岩手県で一番最初に「消滅」するといわれている西和賀町。最高に不名誉な称号だ。

西和賀町を知って7年。初めて訪れて6年半。住んで1ヶ月。まだまだ町のことを知らない俺が放言する10のこと。暴言を暴言であると指摘することは愛である。これが暴言だったとして、愛をもって応えてもらえるほど俺がこの町に受け容れられているとは感じていないので、とてもリスキーなことではあるのだが、しかし、今感じていることは、町に染まったあとでは思い出せなくなるかもしれない。

だからこうやってオープンにするのが最良だと信じている。無関係に挿入される角館の桜やら何やらの画像とともにお楽しみください。順不同です。

1. 地域おこし協力隊を30人入れる

現在、西和賀町では役場がそれぞれの課ごとに地域おこし協力隊を募集している。(その結果、場合によっては、行政の臨時職員のような働き方、あるいは行政のルールを押し付けられるケースが、少なくとも過去にはあったと仄聞している。)

正直、もっと放任すればいいのでは。役場で、町における事業の進め方(それはいろいろなやり方の一部のはずだ)を知るだけなら、役場に張り付いているのは1年でも十分だろう。「それでは放り出された協力隊はたまったもんじゃないだろ!」と言うなら、「うちはこういうかたちでやりますから」という情報をちゃんと表に出しておけば、あとから「こんなはずじゃなかったのに」と後悔する人は確実に減る

そして、30人の協力隊が同時に活動していれば、100人規模の役場で管理できるはずもない。管理の目が行き届かないところでは、往々にして新しいものが生まれる。

30人の協力隊は、町民にとっては一義的に30人のよそ者である。よそ者が1人来れば、何をやっても噂になるが、30人一気に来れば噂が追いつかない。

30人が役場を飛び出して、町民の目もすり抜けて、町の至るところに散らばる。彼らを受け容れて、彼らと一緒に何かをやりたいと考える人たちとつながることで初めて、やりたい人がやりたいようにやる町おこしが可能になる

ちなみに。

俺はこの町の協力隊としては、相当好き勝手にさせてもらっている部類なのではないかと思っている。配属された課の布陣と雰囲気、生来の性格、そして、もともとこの町のことを知っていたし、協力隊になる前に半年ほどの準備期間を過ごしているし、などなどいろいろな要因があるだろう。だったらどうして協力隊のあり方そのものにコチャコチャ言うのか。

町の人から「任期が終わって3年後の仕事のことをちゃんと考えておくんだぞ。そのために3年間を有効に使えよ」と言われることが多い。

大変に気にかけてもらって、そのこと自体はありがたいが、俺はどこでどうやったって、自分が食っていくぶんには困らない自信がある。

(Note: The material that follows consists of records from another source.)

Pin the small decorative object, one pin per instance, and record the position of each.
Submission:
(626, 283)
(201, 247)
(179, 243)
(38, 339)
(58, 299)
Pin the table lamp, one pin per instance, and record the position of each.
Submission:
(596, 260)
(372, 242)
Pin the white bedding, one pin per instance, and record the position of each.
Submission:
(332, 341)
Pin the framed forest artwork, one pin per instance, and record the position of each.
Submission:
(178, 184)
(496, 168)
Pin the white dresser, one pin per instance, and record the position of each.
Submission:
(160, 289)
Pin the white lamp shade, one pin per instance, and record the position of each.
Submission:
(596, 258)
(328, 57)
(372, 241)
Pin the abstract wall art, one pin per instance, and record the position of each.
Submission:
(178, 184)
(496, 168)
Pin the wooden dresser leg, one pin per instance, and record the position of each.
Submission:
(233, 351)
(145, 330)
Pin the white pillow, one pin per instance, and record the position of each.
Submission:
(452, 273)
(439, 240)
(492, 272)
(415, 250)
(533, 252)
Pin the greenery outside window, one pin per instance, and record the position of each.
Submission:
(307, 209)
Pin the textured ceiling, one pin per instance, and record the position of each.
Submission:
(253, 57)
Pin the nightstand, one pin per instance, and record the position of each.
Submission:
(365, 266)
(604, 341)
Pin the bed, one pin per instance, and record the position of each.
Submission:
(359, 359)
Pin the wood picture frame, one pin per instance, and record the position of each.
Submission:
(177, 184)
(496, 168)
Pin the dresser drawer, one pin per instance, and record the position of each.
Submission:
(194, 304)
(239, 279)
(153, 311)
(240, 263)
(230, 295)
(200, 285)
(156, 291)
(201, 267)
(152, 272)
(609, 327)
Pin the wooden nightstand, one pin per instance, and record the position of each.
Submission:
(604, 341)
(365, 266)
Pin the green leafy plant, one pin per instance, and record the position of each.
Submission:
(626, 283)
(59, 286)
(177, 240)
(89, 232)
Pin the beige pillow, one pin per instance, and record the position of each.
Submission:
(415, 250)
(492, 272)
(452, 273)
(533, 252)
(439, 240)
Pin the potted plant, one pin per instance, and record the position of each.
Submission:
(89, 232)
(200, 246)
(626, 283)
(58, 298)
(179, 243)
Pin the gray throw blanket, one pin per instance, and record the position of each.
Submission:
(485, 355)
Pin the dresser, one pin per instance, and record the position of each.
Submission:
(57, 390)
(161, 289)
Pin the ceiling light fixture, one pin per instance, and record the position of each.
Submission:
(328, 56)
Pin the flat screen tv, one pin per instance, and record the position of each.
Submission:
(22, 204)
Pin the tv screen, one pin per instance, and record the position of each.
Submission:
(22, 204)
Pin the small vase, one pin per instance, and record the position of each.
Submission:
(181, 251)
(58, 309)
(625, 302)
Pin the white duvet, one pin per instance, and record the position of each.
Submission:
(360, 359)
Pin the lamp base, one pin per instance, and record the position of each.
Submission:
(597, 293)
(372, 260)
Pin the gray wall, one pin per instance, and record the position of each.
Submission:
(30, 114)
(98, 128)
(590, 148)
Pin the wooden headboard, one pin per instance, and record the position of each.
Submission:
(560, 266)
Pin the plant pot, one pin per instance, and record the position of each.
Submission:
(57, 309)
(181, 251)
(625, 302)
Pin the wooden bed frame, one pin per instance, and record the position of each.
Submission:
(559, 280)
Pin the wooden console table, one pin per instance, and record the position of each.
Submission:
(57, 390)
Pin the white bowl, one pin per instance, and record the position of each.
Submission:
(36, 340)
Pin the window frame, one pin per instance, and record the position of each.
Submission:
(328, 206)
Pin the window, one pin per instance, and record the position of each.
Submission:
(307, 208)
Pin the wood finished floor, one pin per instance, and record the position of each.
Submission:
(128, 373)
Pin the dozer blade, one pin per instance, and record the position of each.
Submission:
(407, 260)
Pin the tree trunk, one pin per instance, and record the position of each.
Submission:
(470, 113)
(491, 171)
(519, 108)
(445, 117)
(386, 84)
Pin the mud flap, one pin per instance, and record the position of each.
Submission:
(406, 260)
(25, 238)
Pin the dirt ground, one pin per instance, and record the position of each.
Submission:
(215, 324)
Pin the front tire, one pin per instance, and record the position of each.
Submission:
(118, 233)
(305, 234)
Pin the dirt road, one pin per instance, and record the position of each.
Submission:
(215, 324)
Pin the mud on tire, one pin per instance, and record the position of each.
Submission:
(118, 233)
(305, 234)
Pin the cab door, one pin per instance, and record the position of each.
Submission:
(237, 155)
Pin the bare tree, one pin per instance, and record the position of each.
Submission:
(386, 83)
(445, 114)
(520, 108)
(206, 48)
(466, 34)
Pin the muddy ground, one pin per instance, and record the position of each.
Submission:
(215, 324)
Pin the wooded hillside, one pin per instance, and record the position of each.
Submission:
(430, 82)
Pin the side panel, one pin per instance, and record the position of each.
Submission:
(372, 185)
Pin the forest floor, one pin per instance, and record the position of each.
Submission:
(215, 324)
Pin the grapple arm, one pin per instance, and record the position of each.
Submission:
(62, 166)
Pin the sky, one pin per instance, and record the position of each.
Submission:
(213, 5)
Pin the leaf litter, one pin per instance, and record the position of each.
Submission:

ここで面白いと思える仕事ができれば、ここに住み続けるし、ツマランと思えば出ていく。それだけだ。

そして俺は演劇をやっていて、演出家だ。演出家の仕事は役者本人の魅力を最大限に引き出すことだ、と俺は思っている。俺はこの町で「町の演出家」をやりたい。

つまり、俺だけが儲けて、俺だけが注目されて、という状況になったって、俺はまったくもって楽しくないのである。役者として舞台に立ってくれる町民にこそ、儲けて、注目してもらいたいのだから

俺が演出していて楽しい町にすることが理想であって、その理想がちゃんと成り立てば、十分稼げるし、この町に居続けることだろう。

2. 県立西和賀高校の町立化

岩手県立西和賀高等学校、通称・西高は町で唯一の高校である。町は高校に対して、いろいろな補助策と補助金を出している。その手厚さは「『えっ、こんなに!?』と保護者が驚く」(by某役場職員)レベルである。

考える。

町に県立高校がなくなることと、町に高校がなくなること、どちらが致命的か。そりゃ、町に高校がなくなること、でしょう

教育行政どころか、行政についていまだにまったくの門外漢レベルで語って申し訳ない気持ちもあるが、恐らく、いずれ岩手県は、このままいけば西高を廃校にするだろう。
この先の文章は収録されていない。